Quand Mary Poppins apprend le théâtre à des marionettes, ça donne « Julie’s Greenroom », sur Netflix.

Julie Andrews accueille les nouveaux élèves de son cours d’arts du spectacle. Elle souhaite leur faire préparer une interprétation du « Magicien d’Oz ». Les voilà tout excités, mais soudain c’est le drame : une inondation au sous-sol a détruit les décors et les accessoires.
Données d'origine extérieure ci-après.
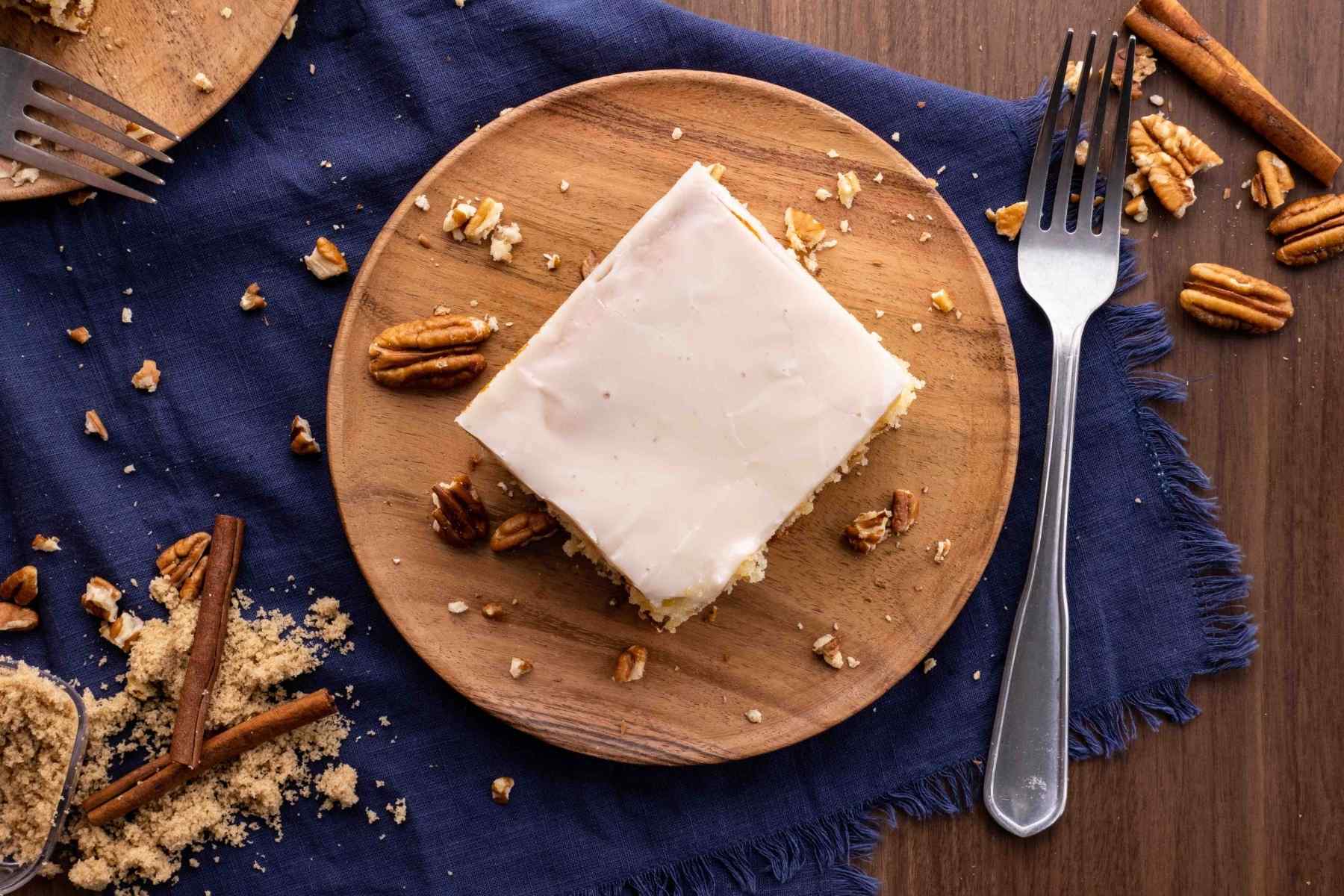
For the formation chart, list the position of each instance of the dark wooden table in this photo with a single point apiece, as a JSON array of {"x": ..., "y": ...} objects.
[{"x": 1248, "y": 798}]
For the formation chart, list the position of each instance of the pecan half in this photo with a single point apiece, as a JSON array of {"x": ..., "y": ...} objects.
[
  {"x": 435, "y": 352},
  {"x": 523, "y": 528},
  {"x": 828, "y": 648},
  {"x": 1272, "y": 181},
  {"x": 20, "y": 586},
  {"x": 458, "y": 516},
  {"x": 302, "y": 437},
  {"x": 1228, "y": 299},
  {"x": 905, "y": 511},
  {"x": 629, "y": 665},
  {"x": 181, "y": 559},
  {"x": 867, "y": 531},
  {"x": 1312, "y": 230},
  {"x": 15, "y": 618}
]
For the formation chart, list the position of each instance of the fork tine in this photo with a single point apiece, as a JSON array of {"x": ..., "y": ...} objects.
[
  {"x": 50, "y": 163},
  {"x": 47, "y": 74},
  {"x": 1066, "y": 164},
  {"x": 55, "y": 136},
  {"x": 1041, "y": 161},
  {"x": 1115, "y": 190},
  {"x": 62, "y": 111},
  {"x": 1089, "y": 186}
]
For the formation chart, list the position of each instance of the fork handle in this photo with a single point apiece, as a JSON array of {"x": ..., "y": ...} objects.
[{"x": 1027, "y": 770}]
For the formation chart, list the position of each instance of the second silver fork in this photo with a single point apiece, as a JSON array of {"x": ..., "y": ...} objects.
[{"x": 1070, "y": 274}]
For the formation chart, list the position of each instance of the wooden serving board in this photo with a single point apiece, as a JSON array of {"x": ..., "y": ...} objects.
[
  {"x": 612, "y": 140},
  {"x": 166, "y": 42}
]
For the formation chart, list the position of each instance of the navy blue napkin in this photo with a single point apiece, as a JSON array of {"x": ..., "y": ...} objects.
[{"x": 398, "y": 85}]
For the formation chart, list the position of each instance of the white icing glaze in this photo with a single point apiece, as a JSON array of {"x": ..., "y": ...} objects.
[{"x": 688, "y": 395}]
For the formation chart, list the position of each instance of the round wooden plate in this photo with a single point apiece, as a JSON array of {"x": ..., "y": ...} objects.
[
  {"x": 612, "y": 140},
  {"x": 166, "y": 42}
]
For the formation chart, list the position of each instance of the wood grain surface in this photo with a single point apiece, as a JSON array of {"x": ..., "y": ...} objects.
[
  {"x": 144, "y": 53},
  {"x": 389, "y": 447},
  {"x": 1245, "y": 800}
]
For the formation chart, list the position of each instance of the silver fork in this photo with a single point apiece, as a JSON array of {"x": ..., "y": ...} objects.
[
  {"x": 1068, "y": 274},
  {"x": 19, "y": 78}
]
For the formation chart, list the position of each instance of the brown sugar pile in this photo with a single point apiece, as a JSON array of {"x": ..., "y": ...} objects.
[
  {"x": 262, "y": 652},
  {"x": 37, "y": 738}
]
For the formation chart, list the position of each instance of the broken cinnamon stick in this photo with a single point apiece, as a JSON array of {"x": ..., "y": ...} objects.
[
  {"x": 1169, "y": 27},
  {"x": 208, "y": 645},
  {"x": 161, "y": 775}
]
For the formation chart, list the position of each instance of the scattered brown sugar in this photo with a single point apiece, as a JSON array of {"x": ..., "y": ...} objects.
[
  {"x": 262, "y": 652},
  {"x": 37, "y": 736}
]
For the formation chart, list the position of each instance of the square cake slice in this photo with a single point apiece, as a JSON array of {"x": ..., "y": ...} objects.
[
  {"x": 67, "y": 15},
  {"x": 688, "y": 401}
]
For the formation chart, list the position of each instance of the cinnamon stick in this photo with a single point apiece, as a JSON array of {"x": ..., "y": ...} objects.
[
  {"x": 208, "y": 645},
  {"x": 1169, "y": 27},
  {"x": 161, "y": 775}
]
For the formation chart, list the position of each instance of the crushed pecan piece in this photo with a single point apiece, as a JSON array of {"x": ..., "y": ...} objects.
[
  {"x": 147, "y": 378},
  {"x": 1312, "y": 230},
  {"x": 326, "y": 261},
  {"x": 20, "y": 586},
  {"x": 433, "y": 352},
  {"x": 100, "y": 598},
  {"x": 179, "y": 561},
  {"x": 94, "y": 426},
  {"x": 1008, "y": 220},
  {"x": 629, "y": 665},
  {"x": 1228, "y": 299},
  {"x": 15, "y": 618},
  {"x": 867, "y": 531},
  {"x": 828, "y": 648},
  {"x": 523, "y": 528},
  {"x": 457, "y": 514},
  {"x": 302, "y": 437},
  {"x": 1145, "y": 65},
  {"x": 905, "y": 511}
]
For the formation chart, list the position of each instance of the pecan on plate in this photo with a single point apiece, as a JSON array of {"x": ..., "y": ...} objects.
[
  {"x": 457, "y": 514},
  {"x": 867, "y": 531},
  {"x": 523, "y": 528},
  {"x": 435, "y": 352},
  {"x": 20, "y": 586},
  {"x": 1272, "y": 180},
  {"x": 1228, "y": 299},
  {"x": 179, "y": 561},
  {"x": 1312, "y": 230},
  {"x": 905, "y": 511}
]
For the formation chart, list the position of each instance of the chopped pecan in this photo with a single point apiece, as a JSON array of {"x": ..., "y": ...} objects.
[
  {"x": 1228, "y": 299},
  {"x": 905, "y": 511},
  {"x": 433, "y": 352},
  {"x": 181, "y": 559},
  {"x": 1144, "y": 66},
  {"x": 801, "y": 230},
  {"x": 100, "y": 598},
  {"x": 1008, "y": 220},
  {"x": 1272, "y": 180},
  {"x": 302, "y": 437},
  {"x": 867, "y": 531},
  {"x": 1172, "y": 186},
  {"x": 523, "y": 528},
  {"x": 458, "y": 516},
  {"x": 15, "y": 618},
  {"x": 828, "y": 648},
  {"x": 1312, "y": 230},
  {"x": 20, "y": 586},
  {"x": 629, "y": 665},
  {"x": 94, "y": 426}
]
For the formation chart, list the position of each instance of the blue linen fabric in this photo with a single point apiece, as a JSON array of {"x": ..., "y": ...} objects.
[{"x": 396, "y": 85}]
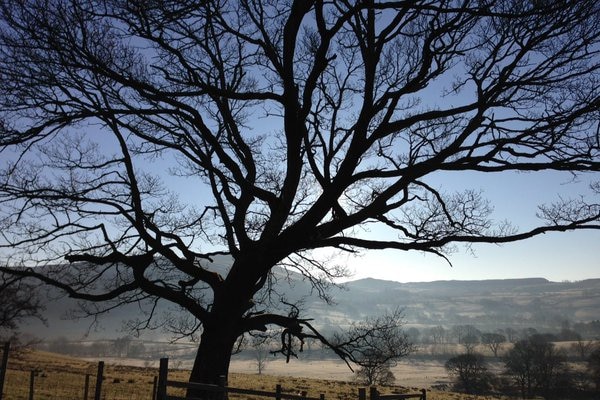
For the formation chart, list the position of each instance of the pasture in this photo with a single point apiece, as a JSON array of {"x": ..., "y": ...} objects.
[{"x": 62, "y": 377}]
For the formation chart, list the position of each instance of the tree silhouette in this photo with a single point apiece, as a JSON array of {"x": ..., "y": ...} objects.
[
  {"x": 142, "y": 139},
  {"x": 19, "y": 302}
]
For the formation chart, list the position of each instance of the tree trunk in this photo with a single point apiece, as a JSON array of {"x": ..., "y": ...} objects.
[{"x": 211, "y": 365}]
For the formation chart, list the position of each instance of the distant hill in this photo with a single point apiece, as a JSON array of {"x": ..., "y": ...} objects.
[{"x": 486, "y": 304}]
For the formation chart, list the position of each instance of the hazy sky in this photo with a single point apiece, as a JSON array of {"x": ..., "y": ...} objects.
[{"x": 555, "y": 256}]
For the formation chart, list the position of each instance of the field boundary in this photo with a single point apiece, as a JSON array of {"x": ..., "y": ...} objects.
[{"x": 220, "y": 392}]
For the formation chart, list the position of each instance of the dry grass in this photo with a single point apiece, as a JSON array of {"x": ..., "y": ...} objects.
[{"x": 61, "y": 377}]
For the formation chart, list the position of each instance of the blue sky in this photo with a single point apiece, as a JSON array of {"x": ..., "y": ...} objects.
[{"x": 555, "y": 256}]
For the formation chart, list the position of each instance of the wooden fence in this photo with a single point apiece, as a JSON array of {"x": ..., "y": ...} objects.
[{"x": 220, "y": 392}]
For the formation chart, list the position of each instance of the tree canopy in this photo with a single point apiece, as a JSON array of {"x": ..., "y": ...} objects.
[{"x": 141, "y": 139}]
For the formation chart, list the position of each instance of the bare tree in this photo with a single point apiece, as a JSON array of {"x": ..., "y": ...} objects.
[
  {"x": 536, "y": 366},
  {"x": 142, "y": 139}
]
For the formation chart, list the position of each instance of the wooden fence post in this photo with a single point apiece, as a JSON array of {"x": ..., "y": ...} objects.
[
  {"x": 163, "y": 371},
  {"x": 99, "y": 378},
  {"x": 31, "y": 383},
  {"x": 3, "y": 367},
  {"x": 373, "y": 394}
]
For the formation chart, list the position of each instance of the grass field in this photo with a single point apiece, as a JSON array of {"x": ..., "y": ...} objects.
[{"x": 61, "y": 377}]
Netflix nous propose ici une série pour le jeune public, en associant Julie Andrews, qui interpréta Mary Poppins, et des marionnettes de la Jim Henson company dans le rôle de ses petits élèves. On a droit à un spectacle charmant et instructif sur les coulisses des arts du spectacle, avec quelques célébrités de Broadway en guests. On apprend plein de choses en s’amusant, on chante des chansons… Bref, si vous avez des enfants et que vous voulez leur faire découvrir l’univers enchanteur de la scène, vous pouvez y aller sans aucune crainte.

Buddy Thunderstruck

Marionnettes et gros camions dans « Buddy Thunderstruck » sur Netflix.

Buddy, star locale de Greaspit, est champion de courses de camion, ce qui n’est pas au goûts de ses adversaires qui cherchent à le faire tomber.

Bon, c’est bien animé, on sent l’expérience des équipes de Robot Chicken derrière. Seulement, le ton de la série n’est pas très bien définie. Pas adapté pour les petits, pas assez insolents pour les grands. On se retrouve avec un espère d’entre deux, pas forcément consensuel, mais qui n’ose pas assez de choses. Comme de l’envie quelque peu bridée. Dommage.

Santa Clarita Diet

Du gore en banlieue pavillonnaire dans « Santa Clarita diet » sur Netflix.

Joel et Sheila Hammond sont deux agents immobiliers vivant une petite vie tranquille en banlieue de Los Angeles. Seulement, Sheila va tomber malade et vomir jusqu’à ses organes. Le diagnostic est implacable: elle est morte. Pourtant, elle n’a jamais été aussi pleine de vie!

Netflix s’essaie à la série de morts-vivants décalée … avec plus ou moins de succès. On a droit à un bon casting (Drew Barrymore, Timothy Olyphant et Nathan Fillon en guest dans le premier épisode), une bonne réalisation, on ne lésine pas sur les effets spéciaux mais l’humour est plutôt lourd et mal amené. Le scénario est quelque peu prévisible (on va tenter de calmer et dissimuler l’appétit de Sheila pour la chaire humaine) et, mis à part le fait que l’on tente de freiné la transformation en mort-vivant, rien de bien original pour une fiction du genre. Bref, à moins que vous ne soyez vraiment un gros fan de zombie, vous pouvez passer à côté sans problème.

A series of unfortunate events

Enfin une série ou on a plaisir à voir des enfants se faire martyriser, avec « A series of unfortunate events », sur Netflix.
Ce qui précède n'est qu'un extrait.